Sen. Obama, Health Advocates Urge Energy Department to Keep Mercury in Domestic Storage, Safely Away from Global Chemical Bazaar
WASHINGTON (November 16, 2006) -- The U.S. Department of Energy (DOE) is considering selling some 1,300 tons of surplus mercury on the international market, prompting urgent warnings from health organizations that the toxic metal would easily find its way back into the domestic food chain from the developing world where it's typically used today.
Word of the possible sale also sparked a formal request by Sen. Barack Obama (D-Ill.) to the agency to keep the mercury safely in storage and out of the environment.
The senator was joined by the Natural Resources Defense Council (NRDC) and the Mercury Policy Project in warning that U.S. mercury exports will "boomerang" back to the United States. Mercury exports often go to poorly regulated industries in developing countries, which release it into the atmosphere. Some of that air pollution wafts over the ocean and back to the United States, contaminating ocean and freshwater fish.
"There is no question that mercury from this sale would find its way up the food chain, onto our plates, and into our bodies," said Dr. Linda Greer, an environmental toxicologist and director of NRDC's Environmental Health Program. "Inviting less developed countries to a close-out sale on surplus American poison is sheer lunacy given what we know about how easily mercury moves around the globe."

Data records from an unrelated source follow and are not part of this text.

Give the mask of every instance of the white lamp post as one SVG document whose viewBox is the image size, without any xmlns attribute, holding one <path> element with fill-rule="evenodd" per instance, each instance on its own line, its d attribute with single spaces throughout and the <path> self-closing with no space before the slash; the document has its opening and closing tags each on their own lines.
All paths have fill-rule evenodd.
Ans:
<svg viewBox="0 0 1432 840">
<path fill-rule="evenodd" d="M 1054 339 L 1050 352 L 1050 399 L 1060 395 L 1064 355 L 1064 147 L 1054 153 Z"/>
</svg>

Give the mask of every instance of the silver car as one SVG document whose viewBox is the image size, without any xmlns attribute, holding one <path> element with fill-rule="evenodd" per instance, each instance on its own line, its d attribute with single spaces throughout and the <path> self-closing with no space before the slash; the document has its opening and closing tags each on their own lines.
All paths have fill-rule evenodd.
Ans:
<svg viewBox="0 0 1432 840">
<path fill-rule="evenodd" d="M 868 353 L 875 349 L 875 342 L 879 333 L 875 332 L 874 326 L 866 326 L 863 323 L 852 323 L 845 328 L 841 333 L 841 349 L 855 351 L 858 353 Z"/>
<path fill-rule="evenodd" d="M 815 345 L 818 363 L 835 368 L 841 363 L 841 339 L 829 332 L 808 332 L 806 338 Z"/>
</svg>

Prenatal and infant mercury exposure can cause mental retardation, cerebral palsy, deafness and blindness. Even in low doses, mercury may affect a child's development, delaying walking and talking, shortening attention span and causing learning disabilities. In adults, it can adversely affect fertility and blood pressure, and cause memory loss, tremors, vision loss and other problems. Growing evidence suggests exposure to mercury may also lead to heart disease.
The DOE stockpile is nearly eight times the amount exported in 2004 by all U.S. companies combined. Once used in weapons and other energy-related technologies, the mercury is now obsolete for DOE functions and no longer of any use to the government.
In a letter this week to DOE Secretary Samuel Bodman, Sen. Obama strongly urged DOE to continue to secure its mercury stockpiles in long-term storage. "Given that mercury is a trans-boundary pollutant that is deposited both locally and globally," he wrote, "any strategy to reduce mercury in the environment must also include reducing the volume of mercury traded and sold in the world market." (For a copy of the letter, click here.)
Currently, most of the DOE's surplus mercury is stored at the Y-12 National Nuclear Security Administration site in Oak Ridge, Tennessee.
NRDC and the Mercury Policy Project urged DOE to follow the lead of the Department of Defense (DOD), which, after a thorough review, opted to store rather than sell its nearly 5,000 tons of surplus mercury. The two organizations also support a bill introduced this summer by Sen. Obama that would ban U.S. mercury exports by 2012.
"We've got to stop the cycle of toxic mercury trade that winds up contaminating the fish we eat," said Dr. Greer.
Mercury also poses a substantial direct health risk to workers around the world, said Michael Bender, director of the Mercury Policy Project. "As many as 15 million gold miners in more than 40 countries, for example, are at risk from high-concentration mercury vapors and mercury intoxication, which can lead to severe nervous system poisoning," he said. "The U.S. government has a moral obligation to restrict its exports to developing countries, as the European Union recently proposed to do by 2011."